Personal information
- Born: 6 March 1998 (age 27)

Sport
- Sport: Track and Field
- Event: 1500 metres

= Jye Edwards =

Australian athlete

Jye Edwards (born 6 March 1998) is an Australian middle-distance runner. Edwards competed at the Tokyo 2020 Olympic Games. He came seventh in his Men's 1500m heat with a time of 3:42.62 and was therefore eliminated.

== Early years ==
Edwards began competing in athletics when he was 6-years-old. He was encouraged to do so along with his three siblings at Albion Park Little Athletics Club, Shellharbour, New South Wales. He was a keen cricketer, but found that he was a very good runner and joined Bankstown Sports Athletics Club in Sydney.
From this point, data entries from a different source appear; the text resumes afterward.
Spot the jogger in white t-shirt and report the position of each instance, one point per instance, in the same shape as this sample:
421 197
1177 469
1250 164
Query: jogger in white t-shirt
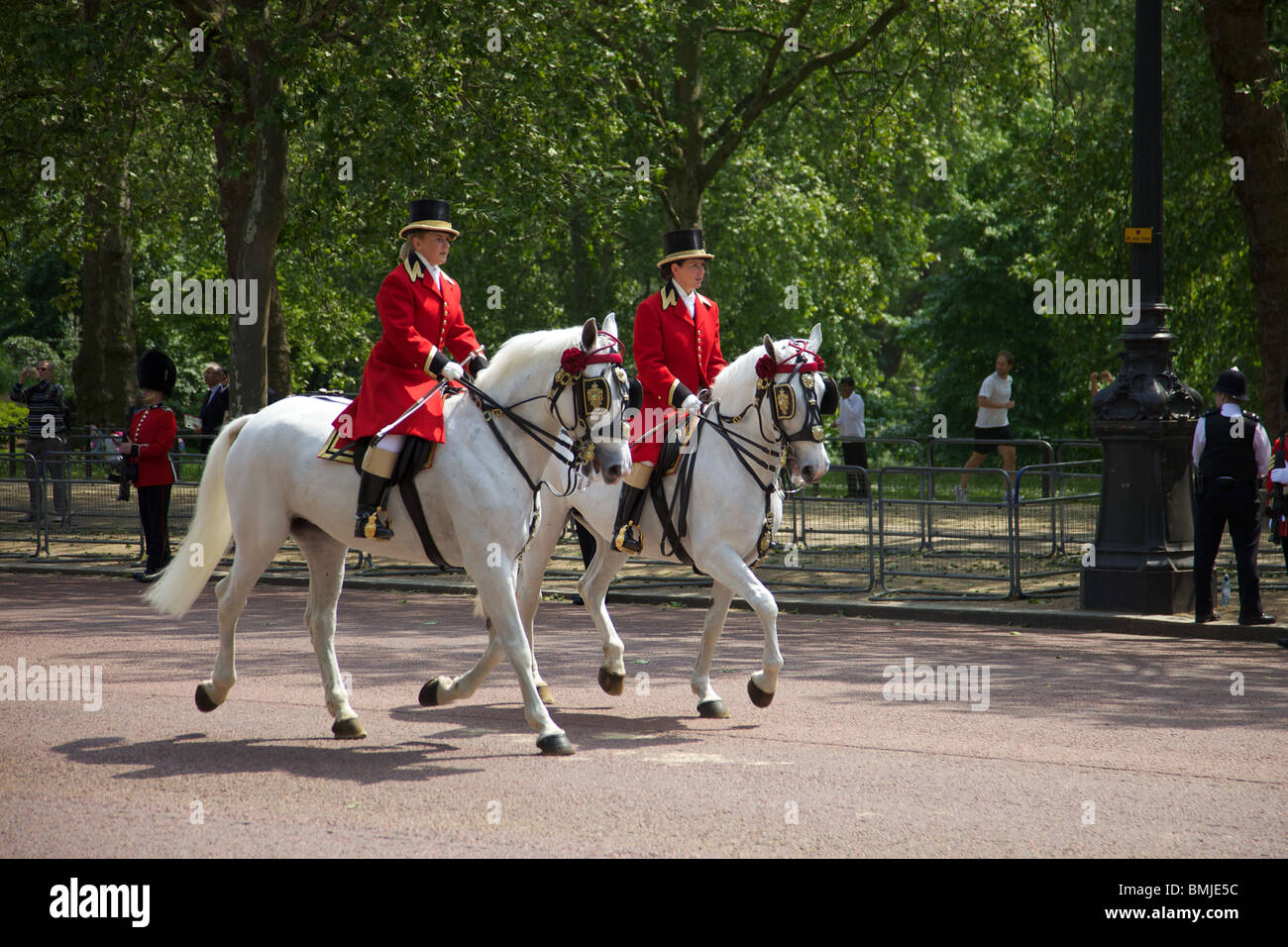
992 421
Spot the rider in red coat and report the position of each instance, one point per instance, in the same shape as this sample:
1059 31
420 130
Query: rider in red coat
425 339
677 346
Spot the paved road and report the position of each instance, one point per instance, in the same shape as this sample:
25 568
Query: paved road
1091 745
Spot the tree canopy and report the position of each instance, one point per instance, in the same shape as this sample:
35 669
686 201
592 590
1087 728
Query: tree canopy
902 172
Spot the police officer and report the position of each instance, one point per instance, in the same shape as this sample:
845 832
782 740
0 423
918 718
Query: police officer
424 339
677 348
1232 453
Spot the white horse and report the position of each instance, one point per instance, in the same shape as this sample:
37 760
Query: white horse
728 512
478 502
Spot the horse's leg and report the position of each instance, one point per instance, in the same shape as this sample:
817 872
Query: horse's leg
532 571
728 569
443 689
325 557
497 594
593 589
254 554
708 701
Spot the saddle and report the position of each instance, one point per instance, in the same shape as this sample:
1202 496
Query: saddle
415 457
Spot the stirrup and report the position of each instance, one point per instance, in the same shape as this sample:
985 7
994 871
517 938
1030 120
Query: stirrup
627 539
373 523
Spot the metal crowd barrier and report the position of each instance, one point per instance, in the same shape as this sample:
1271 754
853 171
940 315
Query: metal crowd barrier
1051 530
20 535
932 547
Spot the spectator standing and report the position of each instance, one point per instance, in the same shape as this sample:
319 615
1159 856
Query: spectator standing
849 424
992 423
47 433
1232 451
215 407
149 442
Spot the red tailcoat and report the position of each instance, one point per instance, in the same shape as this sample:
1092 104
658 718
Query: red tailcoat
153 432
677 355
417 321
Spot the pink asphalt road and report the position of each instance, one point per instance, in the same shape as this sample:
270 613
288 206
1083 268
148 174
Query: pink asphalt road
1091 744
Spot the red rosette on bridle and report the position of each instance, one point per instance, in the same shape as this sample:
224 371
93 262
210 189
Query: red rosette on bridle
574 361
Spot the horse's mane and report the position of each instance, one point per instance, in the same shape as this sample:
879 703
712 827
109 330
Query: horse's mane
520 352
741 372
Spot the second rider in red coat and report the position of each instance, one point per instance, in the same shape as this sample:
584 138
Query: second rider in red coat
425 339
677 347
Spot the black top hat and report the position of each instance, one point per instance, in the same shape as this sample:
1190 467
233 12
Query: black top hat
1233 382
430 215
158 371
683 245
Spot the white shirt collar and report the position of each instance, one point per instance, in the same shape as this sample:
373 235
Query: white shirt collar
688 299
434 272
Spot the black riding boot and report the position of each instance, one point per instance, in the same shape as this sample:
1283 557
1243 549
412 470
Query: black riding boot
626 530
373 512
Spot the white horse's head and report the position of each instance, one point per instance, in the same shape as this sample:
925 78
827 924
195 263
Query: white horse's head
798 388
599 395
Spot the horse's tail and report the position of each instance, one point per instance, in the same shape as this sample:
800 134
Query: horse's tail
207 535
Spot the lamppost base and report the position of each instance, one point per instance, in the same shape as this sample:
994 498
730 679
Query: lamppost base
1137 591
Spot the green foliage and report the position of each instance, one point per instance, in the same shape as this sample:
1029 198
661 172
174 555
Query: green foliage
828 201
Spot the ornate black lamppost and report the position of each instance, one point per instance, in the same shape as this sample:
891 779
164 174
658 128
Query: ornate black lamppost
1144 553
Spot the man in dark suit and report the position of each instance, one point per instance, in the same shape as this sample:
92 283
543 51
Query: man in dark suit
215 406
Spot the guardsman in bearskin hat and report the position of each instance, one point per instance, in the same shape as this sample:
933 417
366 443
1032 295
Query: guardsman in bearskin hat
1232 453
677 346
424 339
149 442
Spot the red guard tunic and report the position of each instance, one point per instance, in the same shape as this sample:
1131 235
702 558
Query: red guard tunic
677 355
417 321
153 432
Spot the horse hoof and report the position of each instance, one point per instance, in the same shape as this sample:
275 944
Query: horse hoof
713 710
759 697
349 729
612 684
555 745
204 703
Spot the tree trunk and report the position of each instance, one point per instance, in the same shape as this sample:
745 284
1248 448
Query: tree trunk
684 184
1254 132
104 368
250 136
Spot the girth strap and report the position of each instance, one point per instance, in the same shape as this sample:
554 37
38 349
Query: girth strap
411 500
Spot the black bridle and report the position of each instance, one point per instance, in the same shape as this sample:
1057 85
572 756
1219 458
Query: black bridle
588 393
782 407
773 449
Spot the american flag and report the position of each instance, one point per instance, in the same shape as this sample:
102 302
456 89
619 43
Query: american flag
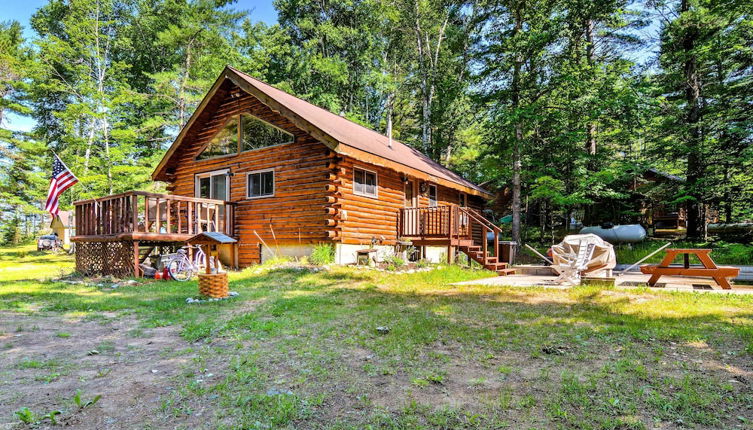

Edwards is a former student at Warilla High School, in New South Wales and is coached by Dick Telford.

== Achievements ==
In February 2017, he recorded the seventh-fastest 1500 metres time in Australian history at the NSW Juniors Sydney Invitational in a time of 3:41.69. Then a torn achilles, a knee issue and stress fracture to his right femur blunted Jye's career but in 2019 a second place at the New South Wales Cross Country Championships at Willandra in the open men's section displayed his return towards fitness.

Edwards ran a 7:56 3000 metres personal best in Sydney in November 2020 and then ran a 3:57 mile personal best a month later. On 18 April 2021, Edwards won gold in a time of 3:33.99 seconds at the Sydney Olympic Park to win the 1500 metres at the Australian National Athletics Championships and secure the Olympic qualifying standard for the delayed 2020 Summer Games in Tokyo. Running at the Olympics in Tokyo he finished seventh in his heat.